We were at St John Bread and Wine along Commercial Street quite some time back and have always wanted to pay its flagship restaurant near Smithfield Market a visit. Interestingly, the building that St John currently occupies was a former ham and bacon smokehouse. Other than a lick of white paint, the interior has been left pretty much as it was when St John first took over the premises in 1994. The floor still is a patch of bare pockmarked concrete with unplastered brick wall all round. A skylight installed 20 foot up high dominates the main hall, which is now the bakery and bar section. The main dining area (former meat packing rooms) is a short flight of stairs up.
Lunch service ends at 3pm and it was five minutes before that when we arrived that afternoon. The host greeted us warmly and quickly led us to a table. Another staff promptly came us to us two minutes later and politely reminded us that the kitchen was about to close and whether we were ready to order.
Wife cocked her eyebrows across the table. That wasn't what we expected at all for the service staff at St John Bread and Wine was at best indifferent bordering on rude. In fact, we went to St John Bar and Restaurant fully expecting to be treated like dirt (which says tons about its food really).
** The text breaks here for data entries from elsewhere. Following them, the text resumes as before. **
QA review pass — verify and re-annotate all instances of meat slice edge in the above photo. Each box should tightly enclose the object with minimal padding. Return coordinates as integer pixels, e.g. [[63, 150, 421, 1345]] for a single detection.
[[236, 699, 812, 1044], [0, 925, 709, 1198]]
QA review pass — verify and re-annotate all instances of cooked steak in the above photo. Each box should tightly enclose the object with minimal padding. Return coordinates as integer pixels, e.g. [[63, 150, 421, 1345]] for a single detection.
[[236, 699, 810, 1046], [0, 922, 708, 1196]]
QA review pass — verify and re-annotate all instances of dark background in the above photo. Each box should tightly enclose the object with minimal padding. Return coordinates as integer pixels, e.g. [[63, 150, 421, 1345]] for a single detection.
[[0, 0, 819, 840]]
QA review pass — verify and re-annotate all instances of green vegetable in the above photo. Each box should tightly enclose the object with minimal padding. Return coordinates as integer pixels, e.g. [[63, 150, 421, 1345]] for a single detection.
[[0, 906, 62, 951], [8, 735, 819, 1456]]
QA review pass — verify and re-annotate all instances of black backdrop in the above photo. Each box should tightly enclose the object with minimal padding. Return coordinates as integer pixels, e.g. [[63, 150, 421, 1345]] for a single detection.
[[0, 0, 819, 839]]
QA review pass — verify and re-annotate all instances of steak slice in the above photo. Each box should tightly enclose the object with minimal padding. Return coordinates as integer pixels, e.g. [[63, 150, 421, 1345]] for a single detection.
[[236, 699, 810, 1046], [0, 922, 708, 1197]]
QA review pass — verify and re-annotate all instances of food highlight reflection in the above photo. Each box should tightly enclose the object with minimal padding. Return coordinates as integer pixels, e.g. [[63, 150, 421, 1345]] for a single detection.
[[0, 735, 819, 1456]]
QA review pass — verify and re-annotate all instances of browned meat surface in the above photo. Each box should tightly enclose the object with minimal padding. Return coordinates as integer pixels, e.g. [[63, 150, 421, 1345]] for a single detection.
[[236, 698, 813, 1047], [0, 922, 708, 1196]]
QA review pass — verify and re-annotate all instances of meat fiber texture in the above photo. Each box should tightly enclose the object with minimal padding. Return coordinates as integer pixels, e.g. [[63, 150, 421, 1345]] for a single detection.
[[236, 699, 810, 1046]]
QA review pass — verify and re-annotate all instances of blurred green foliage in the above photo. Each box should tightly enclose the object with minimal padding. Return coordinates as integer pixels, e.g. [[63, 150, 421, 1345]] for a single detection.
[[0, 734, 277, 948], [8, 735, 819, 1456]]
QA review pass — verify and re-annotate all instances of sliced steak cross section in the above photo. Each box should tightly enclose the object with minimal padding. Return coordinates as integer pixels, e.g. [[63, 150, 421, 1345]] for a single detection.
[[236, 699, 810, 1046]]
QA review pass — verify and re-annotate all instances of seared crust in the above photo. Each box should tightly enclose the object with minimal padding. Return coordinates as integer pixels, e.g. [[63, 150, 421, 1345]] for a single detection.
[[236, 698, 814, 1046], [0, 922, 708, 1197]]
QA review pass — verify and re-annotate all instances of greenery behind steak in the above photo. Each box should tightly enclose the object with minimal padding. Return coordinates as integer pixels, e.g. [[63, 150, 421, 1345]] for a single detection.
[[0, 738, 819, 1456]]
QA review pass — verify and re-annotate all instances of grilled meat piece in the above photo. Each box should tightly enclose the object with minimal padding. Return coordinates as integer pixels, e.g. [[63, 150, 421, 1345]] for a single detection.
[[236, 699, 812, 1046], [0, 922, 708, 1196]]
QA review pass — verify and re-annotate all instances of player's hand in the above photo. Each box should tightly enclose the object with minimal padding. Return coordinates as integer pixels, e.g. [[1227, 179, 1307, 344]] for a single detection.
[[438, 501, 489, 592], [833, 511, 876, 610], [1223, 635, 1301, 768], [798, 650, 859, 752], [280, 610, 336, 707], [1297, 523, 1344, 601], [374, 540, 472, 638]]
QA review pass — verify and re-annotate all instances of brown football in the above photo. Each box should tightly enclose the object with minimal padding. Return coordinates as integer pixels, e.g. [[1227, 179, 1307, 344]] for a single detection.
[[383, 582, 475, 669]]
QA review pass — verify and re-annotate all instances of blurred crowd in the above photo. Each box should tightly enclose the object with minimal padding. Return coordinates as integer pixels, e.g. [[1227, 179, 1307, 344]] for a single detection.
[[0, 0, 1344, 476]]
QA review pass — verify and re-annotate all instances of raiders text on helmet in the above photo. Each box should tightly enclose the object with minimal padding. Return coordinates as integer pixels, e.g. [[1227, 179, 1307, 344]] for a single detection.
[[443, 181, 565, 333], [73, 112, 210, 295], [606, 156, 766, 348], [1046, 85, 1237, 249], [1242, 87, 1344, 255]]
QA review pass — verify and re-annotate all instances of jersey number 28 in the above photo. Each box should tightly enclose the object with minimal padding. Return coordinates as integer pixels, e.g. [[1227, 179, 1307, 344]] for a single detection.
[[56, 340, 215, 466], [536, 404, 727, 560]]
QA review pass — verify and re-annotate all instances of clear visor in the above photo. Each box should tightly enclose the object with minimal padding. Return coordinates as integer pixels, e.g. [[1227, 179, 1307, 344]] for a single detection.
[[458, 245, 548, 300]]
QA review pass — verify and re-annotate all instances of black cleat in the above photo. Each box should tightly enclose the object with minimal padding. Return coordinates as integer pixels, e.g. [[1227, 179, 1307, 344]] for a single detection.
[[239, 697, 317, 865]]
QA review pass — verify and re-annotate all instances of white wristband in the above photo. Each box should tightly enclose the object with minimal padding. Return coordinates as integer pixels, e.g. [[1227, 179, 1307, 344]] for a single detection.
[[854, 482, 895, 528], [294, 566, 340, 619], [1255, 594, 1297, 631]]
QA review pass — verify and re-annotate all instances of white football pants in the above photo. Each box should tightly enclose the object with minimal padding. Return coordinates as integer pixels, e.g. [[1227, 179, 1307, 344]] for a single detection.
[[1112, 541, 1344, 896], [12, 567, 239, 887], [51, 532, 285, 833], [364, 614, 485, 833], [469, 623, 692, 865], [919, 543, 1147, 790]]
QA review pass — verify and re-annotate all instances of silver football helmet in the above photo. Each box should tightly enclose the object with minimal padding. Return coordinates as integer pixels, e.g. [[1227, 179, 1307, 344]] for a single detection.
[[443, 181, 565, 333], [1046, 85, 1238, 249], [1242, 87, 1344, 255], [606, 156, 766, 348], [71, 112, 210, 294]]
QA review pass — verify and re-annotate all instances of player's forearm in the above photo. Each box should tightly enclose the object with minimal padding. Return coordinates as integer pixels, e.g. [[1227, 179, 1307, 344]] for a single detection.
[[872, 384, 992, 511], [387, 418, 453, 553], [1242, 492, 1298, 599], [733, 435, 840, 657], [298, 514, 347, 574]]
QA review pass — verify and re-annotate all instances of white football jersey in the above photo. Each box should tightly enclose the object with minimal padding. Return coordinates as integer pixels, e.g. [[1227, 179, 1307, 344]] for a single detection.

We felt much better trekking all the way down to Smithfield Market already.
That said, we were a bit disappointed that pigs' cheeks weren't on the menu that day but were intrigued by pheasant and trotter pie (£34) that the opposite table ordered. Though it says on the menu that the pie is to be shared by two, it can easily feed four light eaters judging by its size. Perhaps we will have that when we have company for our next visit.
Anyway, our orders arrive exactly five minutes later. Either the kitchen was almost done for the day or the cooks were anxious to call it a day. I'm fine either way so long that the dishes turned out fine. The mussels, celeriac and red onion (£7.80) was refreshing to the palate and the bit of lamb lettuce that the mussels were perched on added to that. A nice little appetizer it is.
My smoked haddock (£17.80) came with saffron and accompanied with parsnip. Unlike the salmon at Medcalf, there is no mashed potatoes to distract from the smoked haddock. Instead, three clunky slices of honeyed parsnip laid on its side. Haddock sliced away cleanly and its subtle saltiness was nicely complemented with the sweet parsnip.
Wife's middlewhite (£23.50) came with chard and white beans. The chard reminded us of the Chinese 'mei cai', which is sometimes served with chopped up pork. Naturally, we found this dish quite to our liking. Loved the middlewhite's cackling skin though the dish can be served warmer. However, I thought that this one is a bit overpriced - a similar dish ordered at St John cost just half of that earlier in the year. Surely the addition of chard can't bump up the price by that much, can it?
No meal at St John can be without the mandatory madeleines. Half a dozen still cost £3.70 as before. We made sure that we ordered this right before the end of our main courses so that they would arrive just in time. While the madeleines weren't the best looking cakes but St John's madelelines tasted exactly as I remembered them to be. Almost crusty on the exterior with a soft, moist, and slightly sweet interior. Top it up with a pot of Earl Grey and it can easily beat any scones and cream.
There was a flash of "St John Bread and Wine" service at the end of our meal when a sullen looking waitress hovered around our table and literally grabbed any empty plates at the first possible instance. We felt as if we were overstaying our welcome despite the restaurant still half filled. Then three separate tables started to chorused birthday songs one after another and all was forgotten as we joined in the applause.
St John remains my top choice for traditional English food. That said, I'm not sure whether it would be the place to dine at if you are to have only one dinner in London. While the food's quality is consistently good, its service remains hit or miss. But if you are looking for a quirky English restaurant, look no further than St John Bar and Restaurant.